Sonic chaos

Tone Deaf 10 continues to explore adventurous sound performance

When asked to contextualize this One (Family) photo, Matt Rogalsky says “I have no idea how to contextualize it! It’s kind of cool though.”
When asked to contextualize this One (Family) photo, Matt Rogalsky says “I have no idea how to contextualize it! It’s kind of cool though.”

After 10 years, the Tone Deaf festival is still working to expand Kingston’s understanding of live music.

“Tone Deaf occupies a particular niche that otherwise is unserved in Kingston,” co-ordinator Matt Rogalsky said.

Tone Deaf features a variety of music, from classic violins to harrowing electronics.

“Clearly, we’re just as interested in music that is about harmony and melody as we are in music that is about dissonance and chaos and noise,” Rogalsky said.

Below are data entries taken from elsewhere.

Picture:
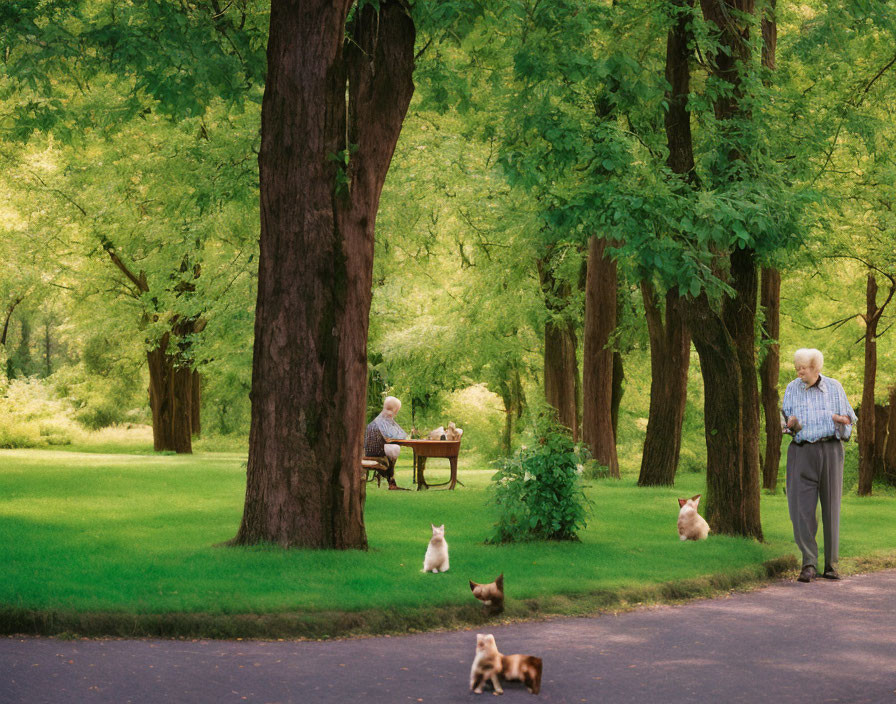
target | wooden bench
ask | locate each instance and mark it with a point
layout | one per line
(375, 468)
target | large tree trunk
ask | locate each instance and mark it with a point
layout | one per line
(866, 417)
(740, 317)
(597, 365)
(562, 388)
(770, 300)
(170, 399)
(322, 166)
(726, 340)
(768, 373)
(670, 346)
(670, 343)
(48, 366)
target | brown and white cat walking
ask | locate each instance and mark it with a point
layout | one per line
(691, 525)
(436, 558)
(490, 665)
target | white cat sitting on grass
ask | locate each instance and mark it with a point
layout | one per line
(436, 558)
(691, 525)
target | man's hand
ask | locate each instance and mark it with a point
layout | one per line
(793, 425)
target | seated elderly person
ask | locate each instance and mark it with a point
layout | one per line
(380, 429)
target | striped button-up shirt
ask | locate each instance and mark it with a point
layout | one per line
(813, 407)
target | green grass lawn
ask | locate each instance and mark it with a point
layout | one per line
(137, 534)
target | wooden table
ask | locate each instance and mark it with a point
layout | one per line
(449, 449)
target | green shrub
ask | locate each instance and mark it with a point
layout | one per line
(538, 492)
(32, 416)
(99, 416)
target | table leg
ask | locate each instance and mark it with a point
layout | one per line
(453, 462)
(421, 479)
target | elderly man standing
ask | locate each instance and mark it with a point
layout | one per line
(819, 417)
(380, 429)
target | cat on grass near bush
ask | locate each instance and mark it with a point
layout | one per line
(436, 558)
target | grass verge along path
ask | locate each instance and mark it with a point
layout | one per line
(112, 544)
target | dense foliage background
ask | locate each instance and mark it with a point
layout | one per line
(129, 203)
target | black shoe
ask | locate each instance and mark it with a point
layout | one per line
(807, 574)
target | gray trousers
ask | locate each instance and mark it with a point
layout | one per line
(815, 472)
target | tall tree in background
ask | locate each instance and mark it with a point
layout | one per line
(333, 107)
(868, 431)
(770, 302)
(562, 389)
(600, 323)
(670, 343)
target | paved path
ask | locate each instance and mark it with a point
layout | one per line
(819, 642)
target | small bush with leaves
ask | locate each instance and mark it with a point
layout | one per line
(538, 492)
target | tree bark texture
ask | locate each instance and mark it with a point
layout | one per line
(196, 404)
(731, 505)
(597, 365)
(769, 370)
(331, 115)
(562, 389)
(170, 399)
(881, 420)
(670, 346)
(510, 388)
(890, 448)
(679, 139)
(618, 386)
(866, 417)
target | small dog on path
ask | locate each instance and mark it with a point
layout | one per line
(490, 665)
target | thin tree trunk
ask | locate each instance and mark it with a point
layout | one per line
(866, 418)
(890, 449)
(670, 346)
(322, 165)
(9, 311)
(511, 391)
(768, 373)
(196, 404)
(881, 420)
(169, 400)
(597, 365)
(618, 389)
(562, 388)
(770, 300)
(48, 367)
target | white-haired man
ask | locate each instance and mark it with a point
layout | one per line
(819, 417)
(380, 429)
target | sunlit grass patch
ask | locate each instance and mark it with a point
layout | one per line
(141, 534)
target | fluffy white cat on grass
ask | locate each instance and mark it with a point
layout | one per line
(436, 558)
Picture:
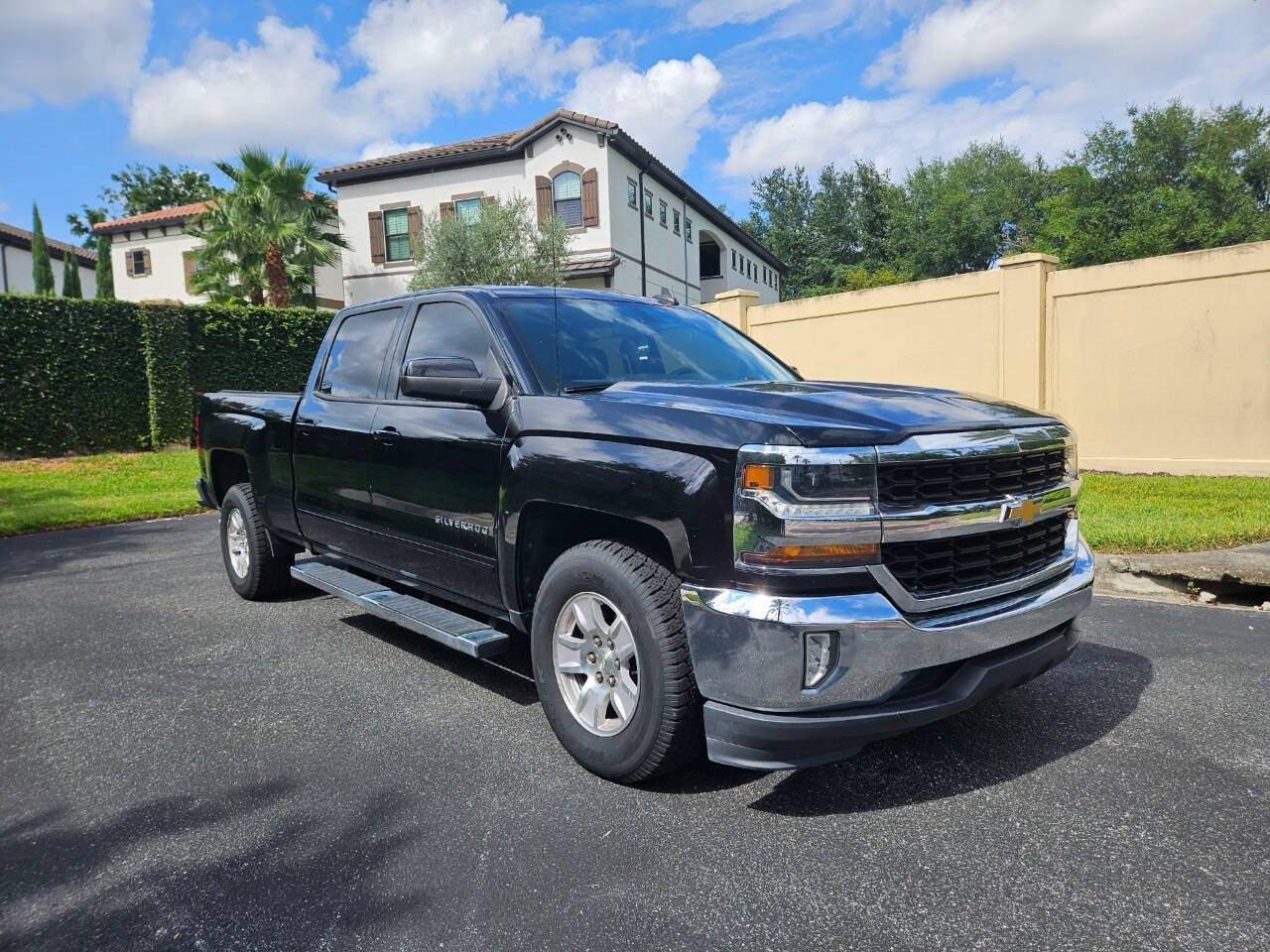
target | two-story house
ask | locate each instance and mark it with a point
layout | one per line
(639, 227)
(153, 258)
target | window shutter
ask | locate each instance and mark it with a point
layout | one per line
(544, 189)
(376, 221)
(414, 225)
(589, 198)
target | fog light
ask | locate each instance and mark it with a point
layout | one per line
(820, 654)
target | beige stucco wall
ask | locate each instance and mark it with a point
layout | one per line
(1160, 365)
(1164, 365)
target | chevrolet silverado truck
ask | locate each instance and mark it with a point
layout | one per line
(702, 548)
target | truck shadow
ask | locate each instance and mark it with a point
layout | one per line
(202, 871)
(509, 675)
(1002, 739)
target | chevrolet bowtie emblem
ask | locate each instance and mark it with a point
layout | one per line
(1023, 509)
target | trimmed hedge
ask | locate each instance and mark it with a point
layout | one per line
(82, 376)
(253, 348)
(166, 331)
(72, 376)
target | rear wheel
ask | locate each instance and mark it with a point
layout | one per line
(257, 567)
(611, 662)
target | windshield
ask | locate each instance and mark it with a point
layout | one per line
(607, 341)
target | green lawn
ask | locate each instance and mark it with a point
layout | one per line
(1118, 513)
(1173, 513)
(86, 490)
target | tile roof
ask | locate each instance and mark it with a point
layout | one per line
(21, 238)
(507, 144)
(499, 141)
(177, 214)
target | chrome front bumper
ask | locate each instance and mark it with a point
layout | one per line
(747, 648)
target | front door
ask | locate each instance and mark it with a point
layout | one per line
(333, 434)
(435, 465)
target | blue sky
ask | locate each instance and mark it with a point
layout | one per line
(719, 89)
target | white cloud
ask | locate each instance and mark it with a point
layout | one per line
(286, 89)
(62, 51)
(1125, 41)
(278, 91)
(1060, 67)
(712, 13)
(663, 108)
(423, 53)
(389, 146)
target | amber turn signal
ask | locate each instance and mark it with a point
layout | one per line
(856, 553)
(758, 476)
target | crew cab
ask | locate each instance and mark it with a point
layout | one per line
(703, 549)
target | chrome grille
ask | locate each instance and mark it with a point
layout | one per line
(956, 563)
(921, 483)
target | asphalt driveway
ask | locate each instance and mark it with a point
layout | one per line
(181, 770)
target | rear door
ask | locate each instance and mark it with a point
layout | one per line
(435, 465)
(333, 434)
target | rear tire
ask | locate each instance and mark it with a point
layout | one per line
(607, 616)
(257, 569)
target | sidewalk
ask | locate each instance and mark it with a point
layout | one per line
(1233, 575)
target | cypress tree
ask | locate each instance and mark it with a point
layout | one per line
(104, 270)
(41, 266)
(70, 276)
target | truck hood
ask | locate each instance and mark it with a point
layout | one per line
(820, 414)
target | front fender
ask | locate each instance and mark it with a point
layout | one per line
(677, 493)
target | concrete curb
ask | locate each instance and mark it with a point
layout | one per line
(1228, 576)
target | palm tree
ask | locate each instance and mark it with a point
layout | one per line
(267, 232)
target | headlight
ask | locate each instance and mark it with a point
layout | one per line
(806, 511)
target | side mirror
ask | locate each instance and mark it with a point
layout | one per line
(453, 379)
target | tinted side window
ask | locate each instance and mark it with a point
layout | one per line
(357, 354)
(448, 329)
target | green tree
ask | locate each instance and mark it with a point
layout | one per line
(81, 226)
(506, 245)
(41, 264)
(780, 218)
(964, 213)
(267, 232)
(847, 218)
(70, 276)
(104, 270)
(136, 189)
(858, 277)
(1175, 179)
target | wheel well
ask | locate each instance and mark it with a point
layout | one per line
(547, 530)
(226, 470)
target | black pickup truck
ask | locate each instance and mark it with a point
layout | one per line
(703, 549)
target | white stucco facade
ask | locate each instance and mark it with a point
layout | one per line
(665, 258)
(17, 275)
(162, 264)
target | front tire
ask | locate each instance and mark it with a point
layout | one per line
(611, 661)
(257, 569)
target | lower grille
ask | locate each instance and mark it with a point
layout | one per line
(956, 563)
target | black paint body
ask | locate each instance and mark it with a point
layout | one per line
(441, 494)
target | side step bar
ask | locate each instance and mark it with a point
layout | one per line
(449, 629)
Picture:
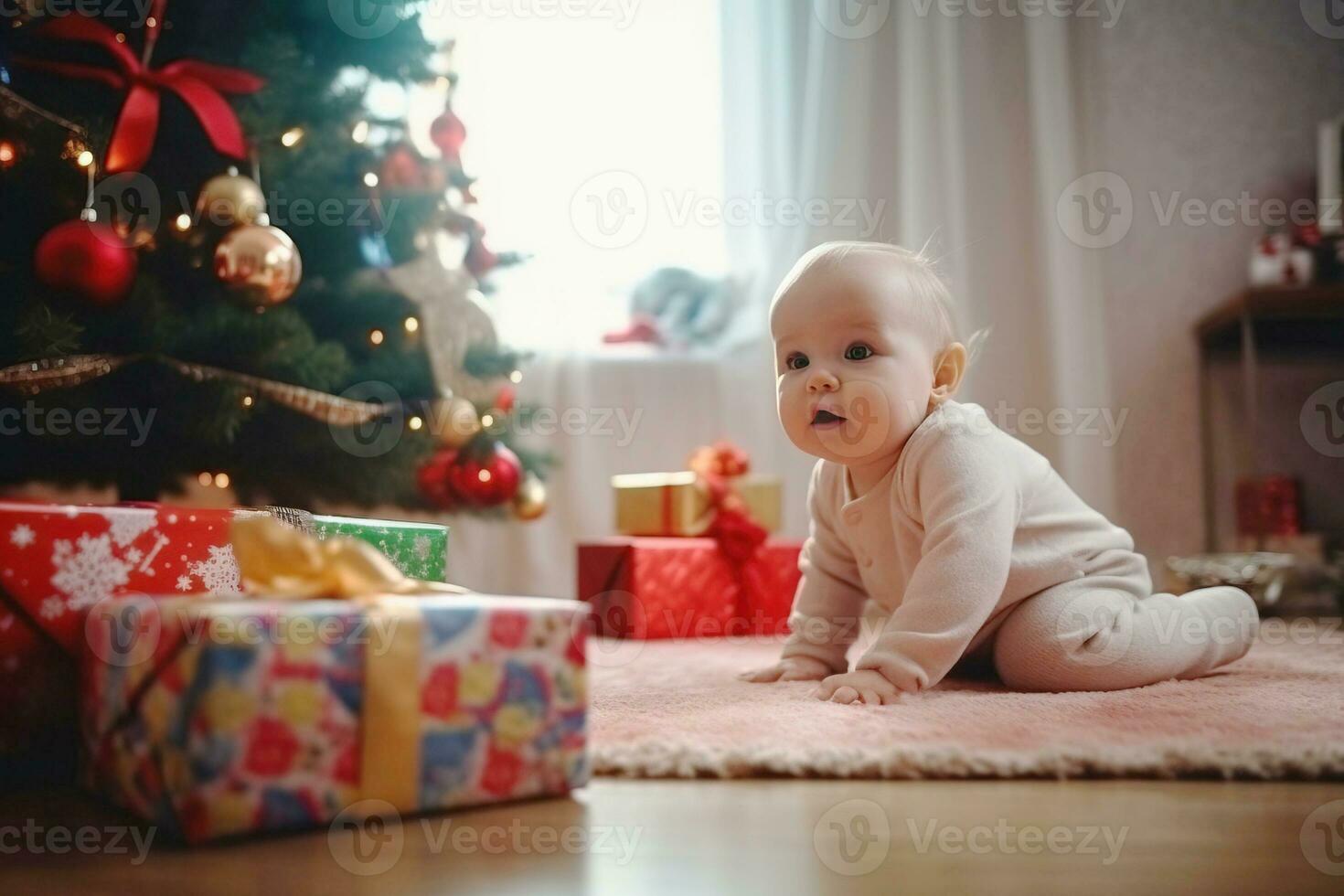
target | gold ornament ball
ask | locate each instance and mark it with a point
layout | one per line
(261, 262)
(529, 500)
(456, 421)
(229, 200)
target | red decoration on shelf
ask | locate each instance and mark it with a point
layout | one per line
(1267, 506)
(86, 258)
(641, 329)
(197, 83)
(489, 483)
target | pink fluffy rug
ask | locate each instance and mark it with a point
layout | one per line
(674, 709)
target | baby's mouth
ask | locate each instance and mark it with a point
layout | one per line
(824, 420)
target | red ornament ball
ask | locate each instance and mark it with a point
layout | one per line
(89, 260)
(448, 133)
(489, 483)
(433, 480)
(506, 400)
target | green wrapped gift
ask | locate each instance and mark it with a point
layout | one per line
(420, 549)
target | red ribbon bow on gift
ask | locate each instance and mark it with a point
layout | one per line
(197, 83)
(738, 535)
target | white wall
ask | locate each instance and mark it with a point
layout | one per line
(1206, 98)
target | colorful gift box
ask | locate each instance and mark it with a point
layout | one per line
(335, 688)
(59, 560)
(682, 504)
(654, 587)
(249, 716)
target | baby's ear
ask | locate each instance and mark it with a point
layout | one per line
(949, 367)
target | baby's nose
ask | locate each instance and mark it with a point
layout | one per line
(823, 380)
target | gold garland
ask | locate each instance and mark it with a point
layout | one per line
(33, 378)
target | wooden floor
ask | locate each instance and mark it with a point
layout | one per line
(741, 837)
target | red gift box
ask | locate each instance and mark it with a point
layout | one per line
(1267, 507)
(57, 561)
(651, 587)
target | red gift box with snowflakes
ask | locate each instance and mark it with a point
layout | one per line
(59, 560)
(677, 587)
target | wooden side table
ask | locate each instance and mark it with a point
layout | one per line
(1249, 325)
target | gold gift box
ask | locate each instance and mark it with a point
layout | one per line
(666, 504)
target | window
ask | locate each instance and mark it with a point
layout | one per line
(574, 125)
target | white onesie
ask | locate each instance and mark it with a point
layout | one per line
(972, 541)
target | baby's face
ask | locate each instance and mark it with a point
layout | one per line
(854, 363)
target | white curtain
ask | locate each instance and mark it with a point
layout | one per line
(964, 132)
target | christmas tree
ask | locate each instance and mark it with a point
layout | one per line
(220, 262)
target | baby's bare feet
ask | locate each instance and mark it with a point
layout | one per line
(860, 686)
(791, 669)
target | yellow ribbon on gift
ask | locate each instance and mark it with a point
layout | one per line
(281, 563)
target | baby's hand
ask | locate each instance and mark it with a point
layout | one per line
(789, 669)
(860, 686)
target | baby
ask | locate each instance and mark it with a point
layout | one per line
(965, 536)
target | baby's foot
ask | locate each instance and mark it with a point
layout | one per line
(789, 669)
(860, 686)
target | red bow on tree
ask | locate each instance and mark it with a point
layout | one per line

The three-day event is billed as a festival of adventurous sound performance. Rogalsky said the definition is deliberately broad.

“Somebody’s bringing something to the stage that is going to take you sonically to a place you might not have thought of going otherwise,” he said.

Rogalsky said that Kingston is ideal for a festival because of its proximity to major cities.

“Kingston is well-situated geographically, obviously, because we’re in the middle of Toronto, Montreal and Ottawa so we’ve been able to draw on a lot of talent from those cities.”

However, this year the festival will include talent from Europe. Charles Hayward, a UK percussionist, will perform for opening night on Thursday.

“I saw Charles last year in London and it was so riveting,” Rogalsky said. “I think it’s going to be a very exciting show.”

Neven Lochhead, ArtSci ’13, will open for Hayward by presenting his new eight-channel audio work. The guitarist will be without the support of his Kingston-based band Sleuth Bears.

This year, all events will be held at the Baby Grand Theatre — the smaller of the two venues at the Grand complex on Princess Street. Rogalsky said the location was chosen because of its size.

“It’s a sweet, intimate sort of space where the audience can be in close proximity to the performance,” he said. “I think also sonically, it will be a good listening space.”

Tone Deaf founder, Craig Leonard, will return to Kingston in honour of the festival’s 10th anniversary. Leonard will curate the concert series on Friday.

“Craig has great contacts and great ideas for programming,” Rogalsky said. “He’s got a really exciting evening planned with musicians coming from New York and Western Ontario and Halifax.”

Rogalsky started curating the festival in 2004 after Leonard left for a current teaching position at Nova Scotia School of Art and Design.

Rogalsky said he expects Tone Deaf to survive for another 10 years.

“I would like to see Tone Deaf more properly set up as a non-profit organization with regular operating funding,” he said.

Tone Deaf 10 runs from Thursday to Saturday at the Baby Grand Theatre.